It is absolutely astounding to me that we are still earnestly entertaining the possibility that #ChatGPT and #LLMS more broadly have a role in scientific writing, manuscript review, experimental design, etc.
The training data for the question below are massive. It's a very easy question if you're trained on the entire internet.
Question: What teams have never made it to the World Series?
Correct answer: Seattle Mariners.
Now, four responses from GPT4.
NB: The Nationals won it all in 2019.
I had GPT regenerate the answer 20 times. A few things to note:
1. Factual error rate: the system correctlu answered 1 time in 20.
2. Run-to-run inconsistency. I get different answers each time.
3. Logical errors and internally contradictory text in which one paragraph says a team did play and another says it didn't.
4. One attempt to self-correct that still doesn't quite work.
How could we think this sort of thing is useful for writing or even reviewing our work?
@ct_bergstrom This is an error (an understandable one) in the prompt though. You asked for teams plural so it's going to give you a list of teams. Because that's it's understanding of the request.
If you ask which team you get the right answer do you not?
'Prompt engineering' is a skill that needs to be learned. That we think we can ask a casual question and het the right answer out the gate so to speak, is also interesting I think.
@ct_bergstrom @drs1969 Yeah, it's a tool that writes (mediocre?) prose; I think it's best to think of it that way.
So if you want to use it to write something, you have to go back and forth with it until the material is correct.
If it answers questions correctly, you got lucky: it's echoing something from its training data, I guess.
That's my understanding of how it could be useful.
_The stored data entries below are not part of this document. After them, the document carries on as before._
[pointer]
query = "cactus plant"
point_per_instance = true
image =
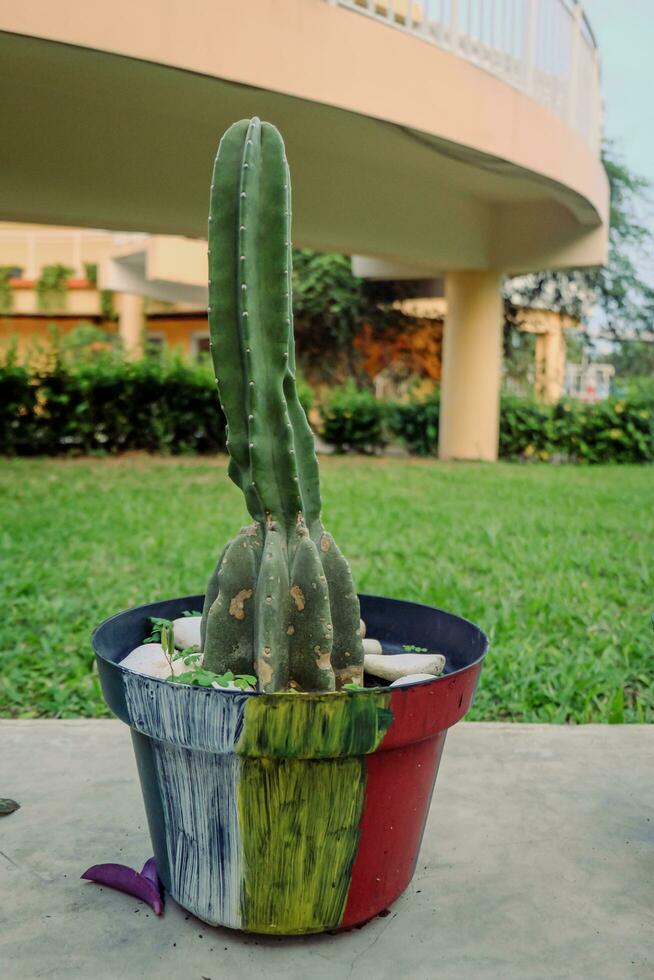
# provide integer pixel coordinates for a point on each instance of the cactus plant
(281, 602)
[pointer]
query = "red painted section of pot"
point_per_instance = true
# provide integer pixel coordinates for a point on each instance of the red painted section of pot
(400, 782)
(398, 791)
(426, 709)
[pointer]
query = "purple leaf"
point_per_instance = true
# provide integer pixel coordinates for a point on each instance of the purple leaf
(125, 879)
(149, 871)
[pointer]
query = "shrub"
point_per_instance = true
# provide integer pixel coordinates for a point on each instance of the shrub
(352, 419)
(617, 430)
(416, 424)
(109, 405)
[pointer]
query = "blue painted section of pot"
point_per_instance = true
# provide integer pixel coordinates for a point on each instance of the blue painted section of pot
(192, 746)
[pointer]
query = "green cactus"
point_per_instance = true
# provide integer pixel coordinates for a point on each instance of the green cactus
(281, 602)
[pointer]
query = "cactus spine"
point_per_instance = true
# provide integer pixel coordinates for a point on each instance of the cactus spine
(281, 601)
People seem concerned that it is going to take over the world and kill us all, so I might be missing something, though.
@ech @ct_bergstrom I probably shouldn't have used the term 'error'. Depending on the words one uses, one can get good answers or bad answers.
It's fascinating - it doesn't throw a 'syntax error' - because this is the first real version of a novel user interface to a computer (speech)
And it's the first real version of a general purpose neural net computer architecture.
These machines can do lots of things very well. & other things badly - but that they can do them at all is amazing.